One essential component to an organization’s internal controls is a entity-wide cyber security policy. Although the policy itself is essential, often there is a wide gap between the policy and reality. When is the last time you updated your policy to reflect current changes in technology? How often do you have an experienced firm do an updated analysis of your complete cyber security environment? Do you have 24/7 monitoring to see if any of your data is going out the door, or if your servers are under attack at this moment?
Many IT professionals can tell you the ten most essential bits of confidential data that are on an organization’s servers. They can tell you the potential holes in the security that keep them up at night. However often times, this information and these related concerns are not shared with key executives. In addition, many times other confidential data is laying out in the open on employees’ desks or in unlocked file cabinets. Does your organization spend an adequate amount of resources on the protection of cyber data… but when it comes to paper documents, do you leave the office door wide open?
I recently spoke with a CEO at a cyber-security consulting firm who told me the story of a rather large organization who had gone through multiple acquisitions. They had an elaborate system for cyber security. However, they had somehow forgotten about an old legacy system containing highly sensitive data. During the analysis of their entire cyber security environment, they discovered that that old legacy server not only had its data pilfered, but it was being used by hackers to distribute data that had been stolen from other organizations.

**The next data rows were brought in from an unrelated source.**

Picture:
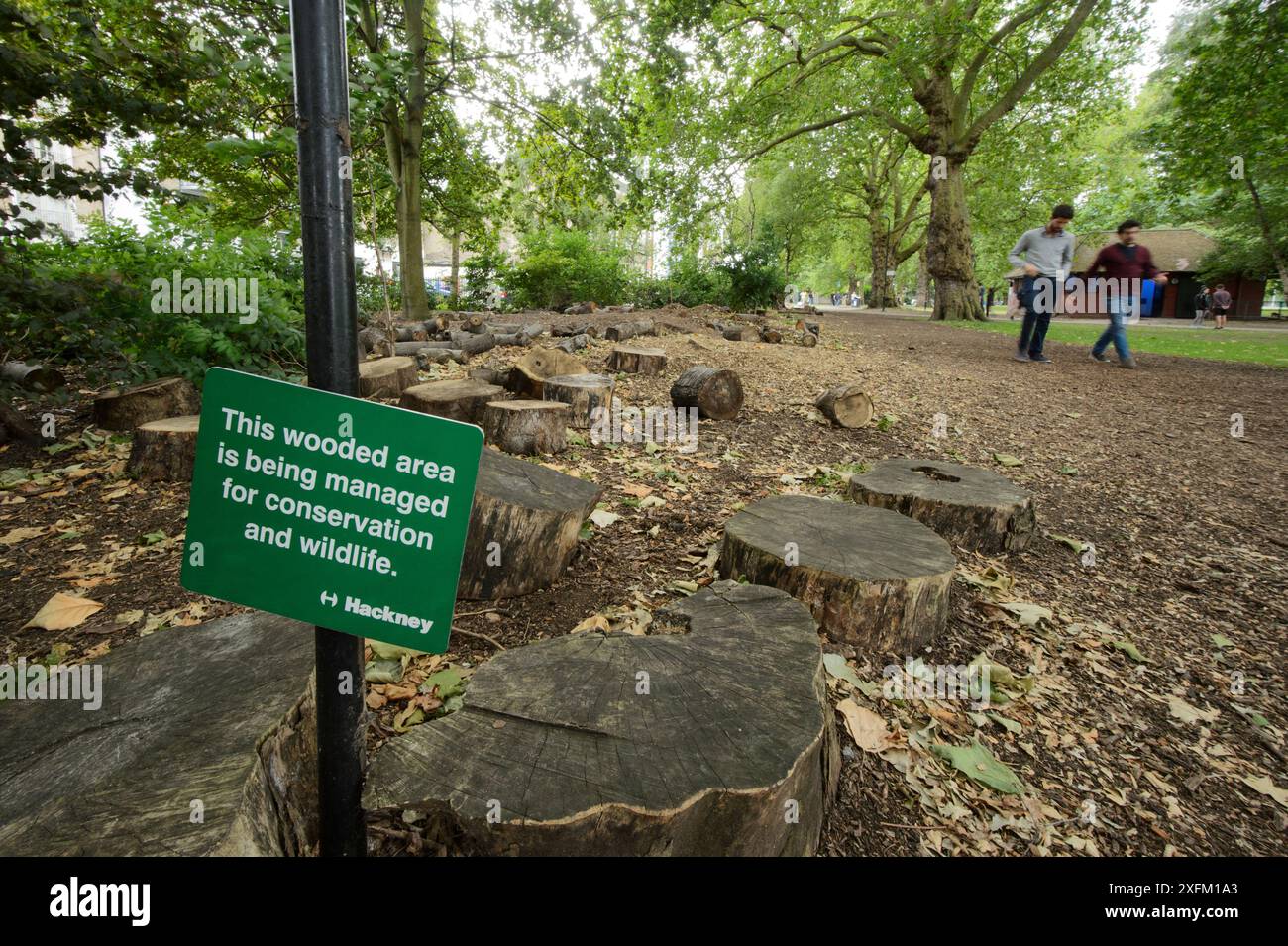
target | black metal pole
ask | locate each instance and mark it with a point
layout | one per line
(330, 325)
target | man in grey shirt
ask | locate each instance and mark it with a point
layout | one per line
(1046, 257)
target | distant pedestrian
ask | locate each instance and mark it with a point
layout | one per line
(1046, 255)
(1127, 265)
(1220, 305)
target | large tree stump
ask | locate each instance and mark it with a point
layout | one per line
(716, 742)
(218, 716)
(460, 399)
(636, 360)
(845, 404)
(386, 377)
(871, 577)
(527, 426)
(165, 450)
(716, 394)
(971, 507)
(125, 409)
(528, 374)
(523, 527)
(584, 394)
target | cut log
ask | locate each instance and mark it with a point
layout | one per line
(460, 400)
(970, 506)
(523, 528)
(125, 409)
(635, 360)
(165, 450)
(587, 395)
(33, 377)
(715, 394)
(386, 377)
(528, 374)
(846, 405)
(871, 577)
(527, 426)
(711, 743)
(218, 714)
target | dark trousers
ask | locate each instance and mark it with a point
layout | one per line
(1037, 297)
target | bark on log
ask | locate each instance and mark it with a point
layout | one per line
(386, 377)
(584, 394)
(636, 360)
(970, 506)
(871, 577)
(165, 450)
(846, 405)
(219, 713)
(716, 394)
(527, 426)
(735, 729)
(460, 400)
(125, 409)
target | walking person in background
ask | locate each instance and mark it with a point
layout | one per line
(1126, 265)
(1220, 305)
(1046, 255)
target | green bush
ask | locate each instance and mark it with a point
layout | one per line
(102, 302)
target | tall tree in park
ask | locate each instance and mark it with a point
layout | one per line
(954, 69)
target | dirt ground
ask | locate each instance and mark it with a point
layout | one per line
(1146, 713)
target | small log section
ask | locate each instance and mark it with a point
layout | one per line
(222, 713)
(970, 506)
(846, 405)
(460, 399)
(734, 727)
(533, 515)
(716, 394)
(527, 426)
(636, 360)
(125, 409)
(584, 394)
(528, 374)
(165, 450)
(386, 377)
(871, 577)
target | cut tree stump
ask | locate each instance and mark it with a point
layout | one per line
(527, 426)
(219, 714)
(125, 409)
(523, 528)
(529, 372)
(636, 360)
(386, 377)
(848, 405)
(970, 506)
(584, 394)
(716, 394)
(165, 450)
(459, 399)
(730, 732)
(871, 577)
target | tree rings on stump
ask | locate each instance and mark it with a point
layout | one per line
(871, 577)
(716, 394)
(674, 744)
(527, 426)
(165, 450)
(845, 404)
(970, 506)
(167, 396)
(523, 527)
(459, 399)
(584, 394)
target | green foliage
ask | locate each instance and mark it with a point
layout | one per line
(94, 301)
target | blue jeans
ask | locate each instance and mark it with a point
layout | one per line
(1120, 310)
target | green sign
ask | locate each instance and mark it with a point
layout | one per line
(330, 510)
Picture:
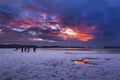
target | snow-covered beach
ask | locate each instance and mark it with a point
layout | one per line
(51, 64)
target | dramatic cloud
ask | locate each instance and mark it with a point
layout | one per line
(97, 22)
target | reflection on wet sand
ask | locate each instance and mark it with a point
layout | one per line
(83, 61)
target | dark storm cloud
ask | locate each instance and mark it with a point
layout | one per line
(105, 14)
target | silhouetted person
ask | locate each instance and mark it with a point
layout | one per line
(34, 48)
(25, 49)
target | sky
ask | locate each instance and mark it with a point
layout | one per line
(60, 22)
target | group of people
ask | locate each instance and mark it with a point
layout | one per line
(25, 49)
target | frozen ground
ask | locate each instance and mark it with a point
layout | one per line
(58, 65)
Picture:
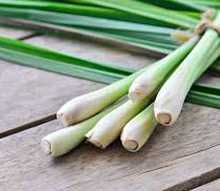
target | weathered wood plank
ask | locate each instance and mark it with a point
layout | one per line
(30, 94)
(212, 186)
(174, 158)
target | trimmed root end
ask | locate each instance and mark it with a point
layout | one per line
(130, 145)
(46, 146)
(59, 115)
(164, 119)
(96, 143)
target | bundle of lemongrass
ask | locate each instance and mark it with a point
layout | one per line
(156, 95)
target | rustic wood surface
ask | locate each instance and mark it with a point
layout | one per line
(212, 186)
(181, 157)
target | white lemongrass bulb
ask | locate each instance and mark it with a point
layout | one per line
(151, 79)
(110, 126)
(87, 105)
(170, 99)
(137, 132)
(64, 140)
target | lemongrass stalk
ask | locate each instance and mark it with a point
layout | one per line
(87, 105)
(137, 132)
(109, 127)
(156, 74)
(170, 99)
(64, 140)
(84, 106)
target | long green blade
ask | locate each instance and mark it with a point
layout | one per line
(28, 55)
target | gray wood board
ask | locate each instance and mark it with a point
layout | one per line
(29, 94)
(175, 158)
(212, 186)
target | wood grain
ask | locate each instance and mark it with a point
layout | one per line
(174, 158)
(30, 94)
(212, 186)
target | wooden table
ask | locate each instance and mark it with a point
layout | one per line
(185, 156)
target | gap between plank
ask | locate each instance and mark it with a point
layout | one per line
(196, 181)
(28, 125)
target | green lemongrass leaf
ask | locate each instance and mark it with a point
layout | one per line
(146, 10)
(153, 78)
(80, 21)
(25, 54)
(32, 56)
(205, 99)
(72, 9)
(170, 99)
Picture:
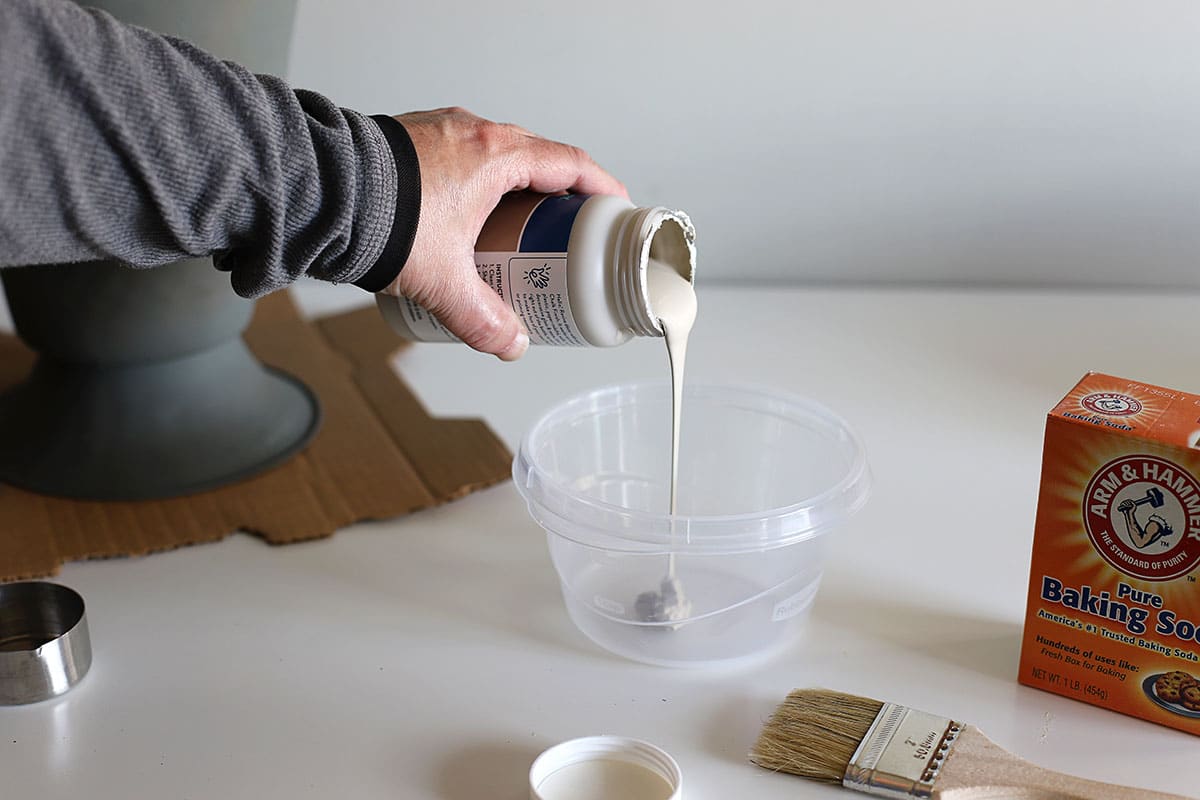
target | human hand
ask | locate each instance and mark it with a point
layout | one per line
(467, 166)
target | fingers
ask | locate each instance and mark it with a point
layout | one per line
(557, 167)
(475, 313)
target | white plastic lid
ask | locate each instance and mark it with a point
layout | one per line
(605, 768)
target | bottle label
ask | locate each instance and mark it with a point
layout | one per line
(521, 253)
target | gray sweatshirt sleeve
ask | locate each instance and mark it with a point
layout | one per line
(117, 143)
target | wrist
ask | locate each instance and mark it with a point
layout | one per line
(407, 211)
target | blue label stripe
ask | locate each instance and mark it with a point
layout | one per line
(549, 228)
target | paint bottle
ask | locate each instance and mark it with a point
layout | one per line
(573, 266)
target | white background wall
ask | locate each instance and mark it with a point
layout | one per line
(1038, 142)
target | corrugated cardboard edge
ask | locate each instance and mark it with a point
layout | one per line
(378, 455)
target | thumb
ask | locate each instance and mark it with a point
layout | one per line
(477, 314)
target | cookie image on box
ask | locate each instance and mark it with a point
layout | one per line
(1176, 691)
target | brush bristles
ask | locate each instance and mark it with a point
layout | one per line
(814, 734)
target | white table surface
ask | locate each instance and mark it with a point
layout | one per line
(431, 657)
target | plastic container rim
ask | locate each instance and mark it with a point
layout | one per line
(749, 528)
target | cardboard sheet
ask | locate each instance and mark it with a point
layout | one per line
(378, 455)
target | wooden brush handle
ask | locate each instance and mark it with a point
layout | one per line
(979, 769)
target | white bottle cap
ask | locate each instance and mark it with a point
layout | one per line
(629, 769)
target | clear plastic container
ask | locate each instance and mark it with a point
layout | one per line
(763, 479)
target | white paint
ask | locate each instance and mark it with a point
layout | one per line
(604, 779)
(673, 301)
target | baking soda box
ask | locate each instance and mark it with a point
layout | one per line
(1114, 605)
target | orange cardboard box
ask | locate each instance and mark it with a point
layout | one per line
(1114, 605)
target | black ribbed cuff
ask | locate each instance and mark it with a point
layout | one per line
(408, 208)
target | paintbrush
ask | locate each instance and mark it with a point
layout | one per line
(894, 751)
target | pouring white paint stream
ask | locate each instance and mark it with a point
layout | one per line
(673, 301)
(587, 271)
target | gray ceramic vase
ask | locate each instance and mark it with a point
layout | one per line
(143, 385)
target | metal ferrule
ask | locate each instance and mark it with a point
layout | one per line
(901, 753)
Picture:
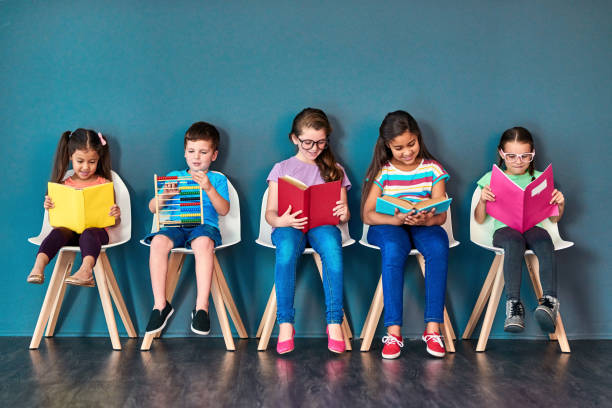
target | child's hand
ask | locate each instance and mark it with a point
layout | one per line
(341, 210)
(557, 198)
(48, 204)
(170, 189)
(419, 218)
(291, 220)
(486, 194)
(202, 179)
(115, 211)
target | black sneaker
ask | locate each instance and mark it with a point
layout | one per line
(515, 316)
(200, 322)
(546, 313)
(159, 318)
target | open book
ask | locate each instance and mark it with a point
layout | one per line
(316, 202)
(79, 209)
(388, 204)
(519, 208)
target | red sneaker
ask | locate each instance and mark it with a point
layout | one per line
(435, 346)
(393, 346)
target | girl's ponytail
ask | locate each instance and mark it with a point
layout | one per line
(62, 157)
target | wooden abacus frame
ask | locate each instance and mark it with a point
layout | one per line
(187, 218)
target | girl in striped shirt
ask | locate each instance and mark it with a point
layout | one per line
(402, 167)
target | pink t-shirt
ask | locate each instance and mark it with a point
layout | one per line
(305, 172)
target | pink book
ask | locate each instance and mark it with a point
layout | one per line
(521, 209)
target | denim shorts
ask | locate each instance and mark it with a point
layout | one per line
(182, 236)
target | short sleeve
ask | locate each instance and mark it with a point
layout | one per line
(439, 173)
(380, 179)
(275, 173)
(484, 180)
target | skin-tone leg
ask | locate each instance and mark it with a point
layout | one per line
(203, 249)
(285, 331)
(85, 270)
(158, 265)
(42, 260)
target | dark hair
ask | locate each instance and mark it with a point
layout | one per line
(521, 135)
(202, 131)
(316, 119)
(393, 125)
(81, 139)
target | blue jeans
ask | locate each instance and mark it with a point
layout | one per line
(290, 243)
(395, 243)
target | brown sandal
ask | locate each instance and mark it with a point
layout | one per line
(71, 280)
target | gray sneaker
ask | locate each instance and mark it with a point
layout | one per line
(515, 316)
(546, 313)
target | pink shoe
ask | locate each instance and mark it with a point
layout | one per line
(335, 346)
(287, 346)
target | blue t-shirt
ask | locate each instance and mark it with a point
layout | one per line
(219, 182)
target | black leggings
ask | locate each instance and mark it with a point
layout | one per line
(90, 241)
(514, 244)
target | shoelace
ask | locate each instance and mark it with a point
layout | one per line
(517, 309)
(435, 337)
(391, 340)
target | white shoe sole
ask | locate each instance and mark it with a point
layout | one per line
(163, 325)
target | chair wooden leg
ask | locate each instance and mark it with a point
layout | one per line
(446, 327)
(229, 300)
(221, 313)
(107, 305)
(533, 266)
(496, 291)
(271, 298)
(175, 266)
(59, 271)
(483, 297)
(57, 305)
(369, 326)
(113, 287)
(346, 334)
(268, 321)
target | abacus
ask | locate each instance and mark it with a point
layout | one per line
(181, 210)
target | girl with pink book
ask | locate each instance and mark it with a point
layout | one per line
(516, 157)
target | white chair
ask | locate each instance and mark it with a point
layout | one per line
(229, 226)
(482, 235)
(373, 316)
(105, 278)
(269, 317)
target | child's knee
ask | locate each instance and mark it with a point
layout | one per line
(161, 244)
(202, 245)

As a business owner or CEO, are you confident that all of your internal controls are properly in place and being tested? Do you have any sensitive data, trade secrets, customer information, etc. that has already left the barn without your knowledge and under your watch? Although it is never too late to close the barn door when you have prize possessions inside… don’t wait to make sure you have the proper controls in place. One of your prize horses may have already left the barn.